The phylogenic and genomic organization analyses suggest that a substantial number of chemokine genes in zebrafish were generated by zebrafish-specific tandem duplication events. During such duplications, a novel chemokine subfamily termed CX was generated in zebrafish. Only two human chemokines CXCL12 and CXCL14 have the orthologous chemokines in zebrafish. The diversification observed in the numbers and sequences of chemokines in the fish may reflect the adaptation of the individual species to their respective biological environment.
趋化因子家族在细胞迁移和激活过程中发挥着重要作用。在人类中,已知至少有44个成员。根据四个保守半胱氨酸残基的排列方式,趋化因子现在被分为四个亚家族,即CXC、CC、XC和CX3C。鉴于斑马鱼是一种重要的实验模型,硬骨鱼构成了一个进化上多样化的群体,占脊椎动物物种的一半,将斑马鱼趋化因子系统与哺乳动物的趋化因子系统进行比较将会很有意义。然而,在本研究之前,仅报道了斑马鱼趋化因子基因的不完整列表。
我们系统地在斑马鱼基因组和EST数据库中搜索趋化因子基因,鉴定出100多个趋化因子基因。这些基因是CXC、CC和XC亚家族成员,未鉴定出CX3C基因。我们还在河豚和四齿鲀中搜索趋化因子基因,在每个物种中仅发现18个趋化因子基因。大多数已鉴定的趋化因子基因是斑马鱼或硬骨鱼所特有的。然而,几组趋化因子与人类趋化因子有一定程度的相似性,一些趋化因子与人类稳态趋化因子CXCL12和CXCL14是直系同源的。斑马鱼还拥有一个由五个成员组成的新的物种特异性亚家族,我们将其称为CX亚家族。CX趋化因子缺少两个N端保守半胱氨酸残基中的一个,但保留了第三个和第四个。(注意,XC亚家族仅保留了标志性半胱氨酸残基中的第二个和第四个。

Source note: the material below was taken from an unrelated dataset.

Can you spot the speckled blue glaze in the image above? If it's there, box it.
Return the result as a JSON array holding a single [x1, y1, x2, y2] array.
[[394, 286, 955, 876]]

)趋化因子基因的系统发育分析和基因组组织显示,连续的串联重复事件从CC亚家族产生了CX基因。重组CXL-chr24a是24号染色体上的CX亚家族成员之一,对鲤鱼白细胞显示出明显的趋化活性。该mRNA主要在胚胎发育的特定时期表达,表明其在斑马鱼发育中的作用。
系统发育和基因组组织分析表明,斑马鱼中大量的趋化因子基因是由斑马鱼特异性串联重复事件产生的。在这些重复过程中,斑马鱼产生了一个新的趋化因子亚家族,称为CX。在斑马鱼中,只有两个人类趋化因子CXCL12和CXCL14有直系同源趋化因子。鱼类趋化因子在数量和序列上观察到的多样化可能反映了各个物种对其各自生物环境的适应。